Here are some frequently asked questions (FAQ) related to Wipro’s coding round:

Question 1) What is the format of the Wipro coding round?
Answer: Wipro’s coding round might consist of multiple-choice questions, programming exercises, or both. The format might vary depending on the position you are applying for.

Question 2) What programming languages might be tested in the Wipro coding round?
Answer: The programming languages tested in the Wipro coding round might vary depending on the position you are applying for. It is important to review the job description and the company’s website to determine which programming languages are relevant.

Question 3) How can I prepare for the Wipro coding round?
Answer: To prepare for the Wipro coding round, you can review programming concepts such as data structures and algorithms, practice coding exercises, and become familiar with the programming languages and tools relevant to the position you are applying for.

Question 4) How much time is given for the Wipro coding round?
Answer: The amount of time given for the Wipro coding round might vary depending on the position and the complexity of the coding questions. It is important to manage your time effectively during the round to ensure that you can complete all the questions.

Question 5) Can I use external resources during the Wipro coding round?
Answer: It is unlikely that you will be allowed to use external resources during the Wipro coding round.
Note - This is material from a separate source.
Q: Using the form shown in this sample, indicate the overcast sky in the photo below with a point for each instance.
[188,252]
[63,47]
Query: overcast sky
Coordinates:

However, it is important to review the specific guidelines provided by Wipro to determine what resources are allowed.

Question 6) Will I be able to use my own computer for the Wipro coding round?
Answer: The Wipro coding round might be conducted in a variety of formats, such as an online test or an in-person interview. Depending on the format, you might be able to use your own computer or you might be provided with a computer to use during the round.

Question 7) How are the coding round results evaluated?
Answer: The coding round results are evaluated based on factors such as the accuracy, efficiency, and readability of the code, as well as the problem-solving skills and thought processes demonstrated by the candidate.